Seit Wochen gibt es keine durchgeschlafenen Nächte mehr, sondern wie um 2002 nur noch den Bewältigungsversuch einer unendlich langen Serie von Schlaffetzen, mitunter bloss zweiminütigen Schlafstücken, gefüllt mit Träumen, heute ausnahmsweise ohne Alpdrucke. Viele Träume sind so kurz wie die Schlaffragmente selbst und nicht der Rede wert, andere in längeren Schlafpartien wie Einblicke in ein ganzes Parallelleben, Mitte Nacht einer mit Frau und Tochter in einem schlossähnlichen Wohnhaus mit hohen Wänden, sehr verliebt die ganze Traumstrecke, in der die Tochter, kaum zwanzigjährig, die Züge von Di annahm, die den grossen Tigersprung der Karriere schaffte und mir kürzlich, noch schöner als je, ausserordentlich glücklich erschien, geradewegs so, wie sie es auch mit festem Willen und Entschluss geplant hatte. Andere sind debil wie der übliche Traumsatz und stellen Rätsel, die einen nur weiter in die Bedrängnis stossen. Soeben gewann ich den ersten Preis in einem Rennen, das ich offenbar seit Jahren mitzumachen pflege. Ohne gelernt zu haben, zwischen Gas- und Bremspedal zu unterscheiden, bin ich der Fahrer eines der schwersten Lastwagens der Welt, mit mehreren grossen Anhängern hintereinandergekuppelt. Es ist die Aufgabe in diesem Rennen, die höchste Brücke ausfindig zu machen und mit dem schwerstmöglichen und längsten Lastwagen zu überfahren. Als Kenner der Berge war mir das Aufstöbern der Brücke eine leichte Sache, doch wie ich zum Manoeuvrieren eines Fahrzeugs komme, ist mir schleierhaft. Nichtsdestotrotz kurvte ich virtuos das Gebirge hinauf und überquerte sicher die Brücke, jedenfalls mit der Nase des Lasters. Auf der anderen Seite blieb ich dann stecken, weil ich zu viele Anhänger hatte, die alle miteinander die Kurven nicht zu bewältigen vermochten. Trotzdem wurde mir der erste Preis zugesprochen, den ich indes nicht lange behielt, kaum länger als ein paar Sekunden. Vor der Brücke ist, auch jetzt der Allgemeinheit noch einsehbar, eine Fahrverbotstafel aufgestellt. Merde!

Alberto Posadas, Sombras

Montag, 15. Oktober 2012

Soeben auf France Musique live Concert enregistré le 16 septembre à l’Abbaye de Royaumont avec Le Quatuor Diotima: Yun Peng Zhao, violon, Guillaume Latour, violon, Franck Chevalier, alto, Pierre Morlet, violoncelle .
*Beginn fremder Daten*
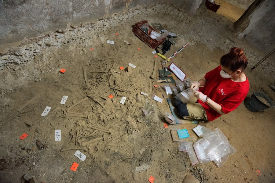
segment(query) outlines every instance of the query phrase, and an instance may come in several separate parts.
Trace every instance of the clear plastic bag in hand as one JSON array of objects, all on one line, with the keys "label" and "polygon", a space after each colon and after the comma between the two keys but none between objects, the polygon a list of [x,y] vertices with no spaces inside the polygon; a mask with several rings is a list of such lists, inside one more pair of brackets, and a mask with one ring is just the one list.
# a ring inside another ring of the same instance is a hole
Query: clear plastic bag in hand
[{"label": "clear plastic bag in hand", "polygon": [[173,94],[173,92],[170,88],[170,86],[168,84],[164,84],[162,85],[161,87],[165,91],[166,95],[168,95],[170,94]]},{"label": "clear plastic bag in hand", "polygon": [[183,83],[181,81],[176,81],[176,86],[177,87],[177,88],[178,89],[178,91],[179,92],[184,91],[186,89],[185,86]]},{"label": "clear plastic bag in hand", "polygon": [[171,88],[171,90],[173,92],[173,94],[175,95],[177,95],[178,94],[178,89],[177,89],[177,87],[174,86],[170,86],[170,88]]}]

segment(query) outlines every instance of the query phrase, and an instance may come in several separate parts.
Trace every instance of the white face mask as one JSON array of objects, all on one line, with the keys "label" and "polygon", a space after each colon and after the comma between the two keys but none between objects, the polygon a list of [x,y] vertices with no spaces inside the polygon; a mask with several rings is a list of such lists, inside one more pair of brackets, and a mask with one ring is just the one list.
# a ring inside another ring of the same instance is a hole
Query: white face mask
[{"label": "white face mask", "polygon": [[220,72],[220,74],[221,74],[221,76],[224,78],[228,79],[233,77],[231,76],[230,74],[228,74],[226,73],[225,72],[222,70]]}]

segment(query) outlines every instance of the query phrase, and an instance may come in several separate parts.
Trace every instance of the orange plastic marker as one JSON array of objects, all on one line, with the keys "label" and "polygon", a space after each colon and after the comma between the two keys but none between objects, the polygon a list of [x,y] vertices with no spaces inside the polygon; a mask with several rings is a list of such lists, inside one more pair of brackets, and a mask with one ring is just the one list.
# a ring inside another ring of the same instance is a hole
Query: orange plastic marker
[{"label": "orange plastic marker", "polygon": [[64,69],[61,69],[59,71],[60,71],[61,72],[62,72],[62,73],[64,73],[65,72],[65,71],[66,71],[66,70]]},{"label": "orange plastic marker", "polygon": [[73,163],[72,165],[72,167],[71,167],[70,169],[73,171],[75,171],[76,169],[77,169],[77,167],[78,167],[78,165],[79,165],[79,164],[78,163],[75,163],[74,162]]},{"label": "orange plastic marker", "polygon": [[150,176],[150,178],[149,178],[149,181],[151,183],[154,183],[154,180],[155,180],[155,178],[153,177],[153,176],[151,175]]},{"label": "orange plastic marker", "polygon": [[28,136],[29,135],[28,134],[24,133],[23,134],[23,135],[20,136],[20,137],[19,137],[19,138],[21,140],[23,140]]},{"label": "orange plastic marker", "polygon": [[259,170],[256,170],[256,173],[257,173],[257,175],[258,176],[259,175],[262,175],[261,174],[261,172],[260,172]]}]

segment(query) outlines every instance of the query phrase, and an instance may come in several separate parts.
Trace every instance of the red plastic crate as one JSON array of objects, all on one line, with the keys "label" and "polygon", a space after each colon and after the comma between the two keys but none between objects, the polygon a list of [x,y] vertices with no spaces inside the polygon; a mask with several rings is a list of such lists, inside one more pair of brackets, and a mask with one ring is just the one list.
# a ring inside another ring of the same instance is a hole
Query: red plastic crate
[{"label": "red plastic crate", "polygon": [[[163,41],[165,39],[165,38],[158,41],[155,39],[151,38],[150,36],[145,33],[140,28],[140,27],[145,23],[148,23],[146,20],[143,20],[141,22],[139,22],[136,23],[134,28],[133,29],[133,32],[136,36],[139,38],[140,39],[143,41],[143,42],[148,45],[151,48],[154,48],[159,45],[161,44]],[[149,26],[149,32],[151,33],[152,30],[156,31],[156,30],[153,29],[150,25]]]},{"label": "red plastic crate", "polygon": [[221,7],[221,5],[218,5],[214,3],[211,3],[207,0],[206,0],[206,1],[205,2],[205,5],[206,6],[207,9],[212,11],[215,13]]}]

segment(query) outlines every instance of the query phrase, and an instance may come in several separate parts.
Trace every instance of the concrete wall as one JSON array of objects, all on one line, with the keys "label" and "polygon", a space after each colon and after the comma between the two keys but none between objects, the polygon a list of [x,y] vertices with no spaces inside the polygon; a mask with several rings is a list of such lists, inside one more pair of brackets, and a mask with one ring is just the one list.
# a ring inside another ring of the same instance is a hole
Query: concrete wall
[{"label": "concrete wall", "polygon": [[232,5],[246,10],[254,0],[223,0]]},{"label": "concrete wall", "polygon": [[238,38],[255,45],[266,54],[275,48],[275,1],[265,0],[248,17],[247,27]]},{"label": "concrete wall", "polygon": [[[188,0],[190,1],[190,0]],[[178,7],[177,0],[1,0],[0,45],[35,37],[68,22],[79,24],[95,20],[128,7],[165,1]]]}]

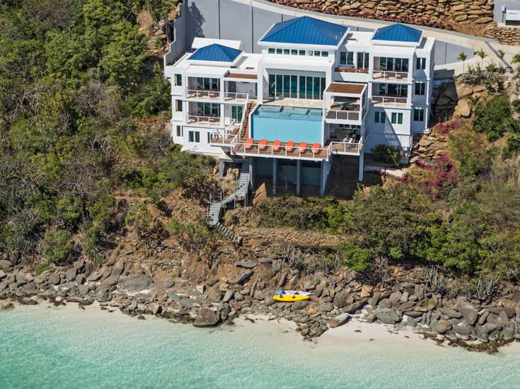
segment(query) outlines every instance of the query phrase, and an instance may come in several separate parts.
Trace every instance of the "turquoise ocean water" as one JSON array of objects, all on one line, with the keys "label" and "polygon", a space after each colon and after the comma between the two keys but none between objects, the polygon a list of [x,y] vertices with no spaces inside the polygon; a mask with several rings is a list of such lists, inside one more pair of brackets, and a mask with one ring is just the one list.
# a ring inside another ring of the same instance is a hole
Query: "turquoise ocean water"
[{"label": "turquoise ocean water", "polygon": [[0,312],[0,336],[1,389],[520,387],[516,345],[313,343],[277,325],[197,329],[46,304]]}]

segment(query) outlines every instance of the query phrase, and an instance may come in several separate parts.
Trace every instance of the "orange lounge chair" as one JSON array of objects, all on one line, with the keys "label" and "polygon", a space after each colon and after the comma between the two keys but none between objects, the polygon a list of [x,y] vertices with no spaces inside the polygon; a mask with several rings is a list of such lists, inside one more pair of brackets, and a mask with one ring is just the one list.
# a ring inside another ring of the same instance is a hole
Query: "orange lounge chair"
[{"label": "orange lounge chair", "polygon": [[265,148],[267,146],[267,139],[262,139],[260,141],[260,150],[265,150]]},{"label": "orange lounge chair", "polygon": [[253,138],[248,138],[248,141],[245,143],[245,149],[248,150],[253,146]]}]

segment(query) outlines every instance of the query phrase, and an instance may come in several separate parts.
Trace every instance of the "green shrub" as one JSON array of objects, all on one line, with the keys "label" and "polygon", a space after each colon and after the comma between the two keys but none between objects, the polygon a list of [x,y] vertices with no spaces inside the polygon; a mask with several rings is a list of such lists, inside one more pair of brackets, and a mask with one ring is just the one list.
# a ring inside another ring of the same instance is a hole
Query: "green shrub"
[{"label": "green shrub", "polygon": [[485,105],[475,107],[473,127],[477,132],[485,133],[490,142],[494,142],[507,130],[510,117],[511,104],[507,96],[495,96]]},{"label": "green shrub", "polygon": [[355,272],[369,270],[374,264],[374,253],[367,248],[355,247],[349,238],[342,242],[337,249],[342,255],[343,265]]},{"label": "green shrub", "polygon": [[398,147],[378,144],[370,149],[376,162],[384,161],[398,166],[401,162],[401,151]]},{"label": "green shrub", "polygon": [[36,267],[34,268],[34,272],[37,276],[39,276],[43,272],[47,272],[47,270],[51,270],[52,269],[52,267],[49,265],[48,263],[40,263],[36,265]]},{"label": "green shrub", "polygon": [[43,242],[43,255],[50,262],[63,262],[69,258],[74,251],[69,243],[71,234],[66,231],[53,233],[47,231]]}]

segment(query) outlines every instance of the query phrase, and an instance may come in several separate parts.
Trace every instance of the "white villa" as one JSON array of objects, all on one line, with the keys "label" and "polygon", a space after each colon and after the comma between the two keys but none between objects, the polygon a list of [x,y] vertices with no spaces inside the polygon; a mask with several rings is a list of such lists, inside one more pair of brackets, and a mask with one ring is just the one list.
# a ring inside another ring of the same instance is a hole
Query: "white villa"
[{"label": "white villa", "polygon": [[253,180],[287,180],[297,194],[306,184],[323,194],[335,156],[359,158],[362,180],[371,148],[398,146],[408,162],[413,133],[429,132],[434,41],[400,24],[351,32],[308,16],[273,25],[261,54],[195,38],[165,69],[173,141],[242,158]]}]

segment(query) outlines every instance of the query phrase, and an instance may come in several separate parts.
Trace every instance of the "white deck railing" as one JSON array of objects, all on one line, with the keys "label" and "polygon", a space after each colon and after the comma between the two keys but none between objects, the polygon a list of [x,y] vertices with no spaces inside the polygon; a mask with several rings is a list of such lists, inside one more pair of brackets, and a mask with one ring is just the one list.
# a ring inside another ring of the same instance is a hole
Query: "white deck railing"
[{"label": "white deck railing", "polygon": [[327,110],[325,112],[325,118],[330,120],[352,120],[358,122],[361,120],[360,115],[361,112],[359,111]]},{"label": "white deck railing", "polygon": [[220,127],[219,117],[210,116],[187,116],[188,124],[196,124],[197,126]]},{"label": "white deck railing", "polygon": [[248,93],[239,93],[236,92],[224,92],[224,99],[226,101],[230,100],[245,100],[249,95]]},{"label": "white deck railing", "polygon": [[381,105],[385,107],[403,107],[408,105],[408,98],[397,96],[372,96],[374,105]]},{"label": "white deck railing", "polygon": [[214,101],[216,100],[220,100],[220,92],[219,91],[197,91],[187,89],[186,91],[186,98]]},{"label": "white deck railing", "polygon": [[408,72],[374,70],[372,78],[377,81],[381,81],[382,79],[383,81],[408,81]]}]

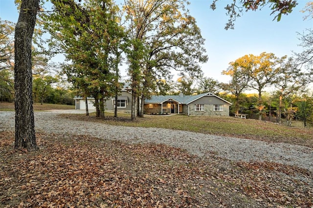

Alberto Posadas (né en 1967), Elogio de la Sombra, pour quatuor à cordes (2012).

Alberto Posadas, La Tentacion de las Sombras, pour soprano et quatuor à cordes sur le texte Ispita Umbrelor, extrait de l’ouvrage Le livre des leurres d’Emil Cioran (2011), Caroline Stein, soprano.

Alberto Posadas, Del Reflejo de la Sombra, pour clarinette basse et quatuor à cordes (2010), Alain Billard, clarinette basse.

Dann von CD: Alberto Posadas, Oscuro abismo de llanto y de ternura (2005) pour ensemble, Ensemble Intercontemporain, François-Xavier Roth, direction, Enr. 2009, Kairos 0013112KAI.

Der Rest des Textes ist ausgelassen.